Die Orchestermitglieder sind je etwa zur Hälfte Leute, die Musik studiert haben, und engagierte Laien. Fast alle haben einen anstrengenden Berufsalltag. Was bringt sie dazu, an vier Wochenenden samstags und sonntags ganztags sowie an einigen Abenden zu proben? "Anreiz ist die Qualität der Stücke - und die Qualität des Dirigenten", sagt der Cellist Thomas Hartmann. "Außerdem mag ich die generationenübergreifende Zusammensetzung des Orchesters. Wir spielen hier mit unseren Schülern und anderen jungen Leuten zusammen. Es ist schön, dass wir auf diesem Wege Traditionen weiterreichen und die großen Werke der Musikgeschichte vermitteln können."

"Wenn ich von etwas begeistert bin, setze ich Kräfte dafür frei."

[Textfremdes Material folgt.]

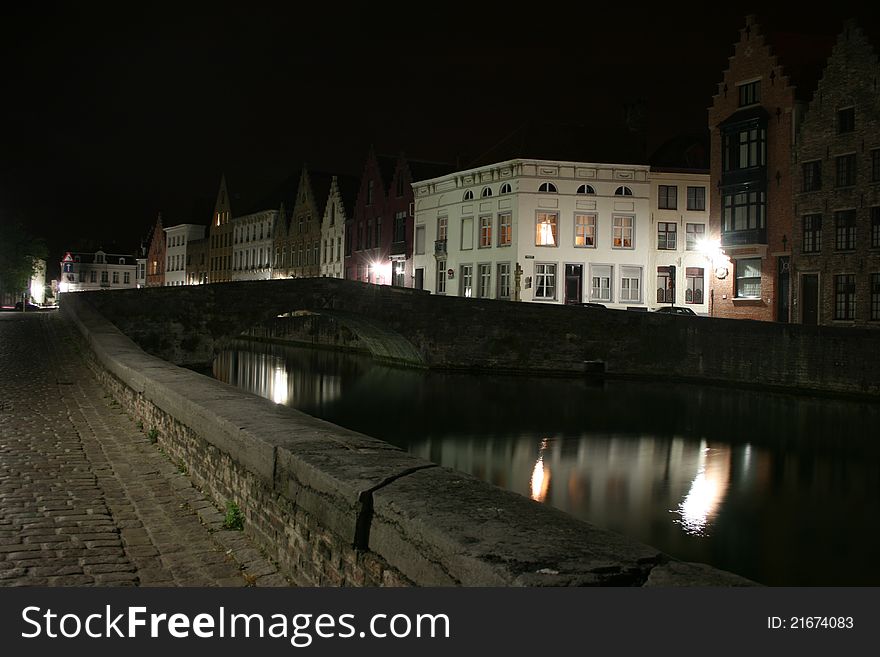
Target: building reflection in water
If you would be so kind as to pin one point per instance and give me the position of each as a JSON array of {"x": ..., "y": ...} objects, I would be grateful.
[{"x": 781, "y": 489}]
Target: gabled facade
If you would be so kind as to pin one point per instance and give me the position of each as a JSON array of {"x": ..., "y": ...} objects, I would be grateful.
[
  {"x": 220, "y": 238},
  {"x": 682, "y": 261},
  {"x": 253, "y": 245},
  {"x": 752, "y": 121},
  {"x": 177, "y": 241},
  {"x": 337, "y": 210},
  {"x": 197, "y": 262},
  {"x": 97, "y": 271},
  {"x": 156, "y": 256},
  {"x": 836, "y": 166},
  {"x": 367, "y": 235},
  {"x": 297, "y": 239},
  {"x": 538, "y": 230}
]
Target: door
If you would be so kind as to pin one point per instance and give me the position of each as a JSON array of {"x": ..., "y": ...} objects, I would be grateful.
[
  {"x": 782, "y": 299},
  {"x": 574, "y": 275},
  {"x": 810, "y": 299}
]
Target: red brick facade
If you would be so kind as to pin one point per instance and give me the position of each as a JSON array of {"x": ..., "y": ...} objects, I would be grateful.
[{"x": 754, "y": 61}]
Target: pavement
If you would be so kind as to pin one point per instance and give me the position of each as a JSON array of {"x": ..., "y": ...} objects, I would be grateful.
[{"x": 85, "y": 498}]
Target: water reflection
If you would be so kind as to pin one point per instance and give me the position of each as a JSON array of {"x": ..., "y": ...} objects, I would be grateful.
[{"x": 782, "y": 489}]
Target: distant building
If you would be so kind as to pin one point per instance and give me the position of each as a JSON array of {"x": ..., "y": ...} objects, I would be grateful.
[
  {"x": 337, "y": 210},
  {"x": 752, "y": 121},
  {"x": 177, "y": 239},
  {"x": 97, "y": 271},
  {"x": 297, "y": 237},
  {"x": 540, "y": 230},
  {"x": 253, "y": 245},
  {"x": 220, "y": 238},
  {"x": 836, "y": 169},
  {"x": 197, "y": 262},
  {"x": 156, "y": 256}
]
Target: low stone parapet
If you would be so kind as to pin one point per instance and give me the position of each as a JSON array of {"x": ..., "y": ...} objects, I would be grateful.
[{"x": 333, "y": 507}]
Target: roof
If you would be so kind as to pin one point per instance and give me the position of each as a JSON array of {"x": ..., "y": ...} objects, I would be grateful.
[
  {"x": 684, "y": 152},
  {"x": 572, "y": 142}
]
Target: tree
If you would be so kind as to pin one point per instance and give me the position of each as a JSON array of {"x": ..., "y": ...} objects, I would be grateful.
[{"x": 19, "y": 252}]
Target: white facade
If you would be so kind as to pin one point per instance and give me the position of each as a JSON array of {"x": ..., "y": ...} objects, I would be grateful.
[
  {"x": 680, "y": 221},
  {"x": 333, "y": 233},
  {"x": 96, "y": 271},
  {"x": 141, "y": 272},
  {"x": 538, "y": 230},
  {"x": 176, "y": 239},
  {"x": 252, "y": 245}
]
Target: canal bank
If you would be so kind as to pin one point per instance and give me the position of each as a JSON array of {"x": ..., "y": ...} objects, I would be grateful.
[{"x": 335, "y": 507}]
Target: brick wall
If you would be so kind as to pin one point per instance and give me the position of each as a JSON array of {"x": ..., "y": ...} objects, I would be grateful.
[{"x": 849, "y": 80}]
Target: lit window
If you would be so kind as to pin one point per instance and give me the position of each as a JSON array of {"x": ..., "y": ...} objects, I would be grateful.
[
  {"x": 545, "y": 280},
  {"x": 505, "y": 229},
  {"x": 622, "y": 232},
  {"x": 585, "y": 230},
  {"x": 748, "y": 278},
  {"x": 666, "y": 234},
  {"x": 545, "y": 228}
]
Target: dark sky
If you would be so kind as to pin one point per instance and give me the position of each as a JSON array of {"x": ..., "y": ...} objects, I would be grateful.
[{"x": 112, "y": 114}]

Der Kontrabassist Eberhard Hofmann ergänzt: "Es ist ja so: Wir haben beide ein Orchesterinstrument studiert, haben als junge Leute in Landes- und Bundesjugendorchestern bedeutende Sinfonien einstudiert. Wenn man da mal infiziert ist, will man nicht darauf verzichten. Und dann: Wenn ich das Publikum sehe, freue ich mich. Da sitzen junge Leute, das ist ja auch unsere Aufgabe, ihnen diese Musik nahezubringen." Beide sind Lehrer an allgemeinbildenden Schulen. Ist es nicht sehr anstrengend, gerade jetzt zum Schuljahresbeginn so viel Zeit für das Orchester aufzubringen? "Wir sind ja nicht mehr ganz neu in dem Geschäft", sagt Eberhard Hofmann. "Wir können ja in den Sommerferien einiges vorbereiten. Und dann können wir die Probenwochenenden und die Konzerte auch genießen." Thomas Hartmann fügt an: "Wenn ich von etwas begeistert bin, setze ich Kräfte dafür frei."

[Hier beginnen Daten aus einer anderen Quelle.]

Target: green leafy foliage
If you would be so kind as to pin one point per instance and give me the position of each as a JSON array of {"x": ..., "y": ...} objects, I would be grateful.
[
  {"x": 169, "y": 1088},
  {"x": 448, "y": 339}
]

Auch der Dirigent Benjamin Lack investiert viel Energie in die Arbeit mit dem Orchester. Er stammt aus Gaildorf, lebt am Bodensee, wo er einige Chöre und Orchester leitet und Domkapellmeister ist. Zudem lehrt er an zwei Musikhochschulen. Welchen Stellenwert hat da das HSO? "Ich nehme es genau so ernst wie die Ensembles, die ich beruflich dirigiere", sagt er. "Proben ist Arbeit, das Konzert ist Genuss. Ich kann mich daran erfreuen, wenn das Orchester weitgehend ohne mich funktioniert wie ein großes Kammermusikensemble. Ich darf dann dabei sein, es begleiten, Impulse geben, zuhören."